Friday, 8 April 2016

Migrant crisis: Deportations resume from Greece to Turkey

A second group of deported migrants has arrived by ferry in Turkey from Greece as part of an EU deal to reduce the numbers reaching Europe.


The boat carrying 45 Pakistanis left the Lesbos port of Mytilene for Izmir despite protesters' efforts to stop it.
Three demonstrators who dived into the harbour were fished out by coastguards.
Some 200 mainly Pakistanis were deported on Monday under an EU deal with Turkey, the main transit route for undocumented migrants.
However, the returns process was interrupted as asylum applications surged in Greece.
Under the EU deal with Turkey, migrants who have arrived illegally in Greece since 20 March are expected to be sent back to Turkey if they do not apply for asylum or if their claim is rejected.
And for each Syrian migrant returned to Turkey, the EU is due to take in another Syrian who has made a legitimate request.

Water and breakfast

Each deportee was accompanied by a guard from the EU's border agency, Frontex, with a doctor and interpreters also aboard.
"Nobody indicated to our escorts last-minute that they would like to apply for international protection," Frontex spokesperson Ewa Moncure told reporters in Greece.
Greek customs officials told the BBC a second boat carrying 95 migrants would also set out on Friday.
Of those being returned to Turkey on Friday, the non-Syrians will be taken to deportation centres while any Syrians will be taken to refugee camps to take the place of Syrian refugees who will be directly resettled in the EU.
Turkey's President Recep Tayyip Erdogan has warned his country will only implement the deal if the EU sticks to its side of the bargain:
  • A further €3bn (£2.4bn; $3.4bn)
  • Galvanising Turkey's EU accession process
  • Granting Turks visa-free travel to the EU's Schengen area by the end of June
German Chancellor Angela Merkel, whose country has taken in the bulk of the asylum seekers so far, said on a visit to France she was "very happy" with progress in resolving the migrant crisis.

'Shame on you'

The small group of protesters in Mytilene chanted "EU - shame on you".
One million migrants and refugees have entered the EU by boat from Turkey to Greece since early last year.

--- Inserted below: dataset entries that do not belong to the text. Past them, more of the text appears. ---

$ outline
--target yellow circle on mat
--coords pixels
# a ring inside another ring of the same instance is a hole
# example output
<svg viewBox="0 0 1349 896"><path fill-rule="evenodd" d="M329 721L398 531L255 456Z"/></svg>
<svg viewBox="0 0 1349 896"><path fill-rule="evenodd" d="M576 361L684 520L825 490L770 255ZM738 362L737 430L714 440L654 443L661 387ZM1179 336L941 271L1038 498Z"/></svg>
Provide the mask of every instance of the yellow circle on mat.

The returns arrangement has alarmed rights groups, who say Turkey is not a safe country for migrants.
Citizens of Pakistan make up the fourth-biggest group of undocumented migrants arriving in Greece this year, after Syrians, Afghans and Iraqis.

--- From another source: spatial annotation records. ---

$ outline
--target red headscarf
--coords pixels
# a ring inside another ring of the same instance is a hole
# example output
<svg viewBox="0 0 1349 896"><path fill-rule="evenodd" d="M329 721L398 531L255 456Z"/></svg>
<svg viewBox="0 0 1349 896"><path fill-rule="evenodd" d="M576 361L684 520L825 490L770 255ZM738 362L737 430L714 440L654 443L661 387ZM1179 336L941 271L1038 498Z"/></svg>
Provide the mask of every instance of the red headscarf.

Migrant arrivals to Greece

152,137
in 2016, up to 4 April
  • 37% of 2016 arrivals are children
  • 53% arrive on Lesbos
  • 366 died on Turkey-Greece route
  • 853,650 arrivals in 2015
Getty Images
In the first three months of the year, 5,317 Pakistanis entered the country. Some of them are reported to have started a hunger strike at Moria camp on Lesbos.
"We risked our lives to come here, we don't want to go back to Turkey because they are going to send us back to Pakistan," one man. who called himself Ali, told AFP news agency.
"We don't want to apply for asylum in Greece, we want to go to Germany."
According to Amnesty International, people detained on Lesbos and another island, Chios, have virtually no access to legal aid, and limited access to services and support.
Migrant arrivals in Greece by sea from Turkey have dropped sharply, from a couple of thousand per day early last month to the hundreds this month, data from the International Organization for Migration show.
Meanwhile, some 11,000 migrants remain camped at Greece's border with Macedonia, prevented from heading northwards to other EU states.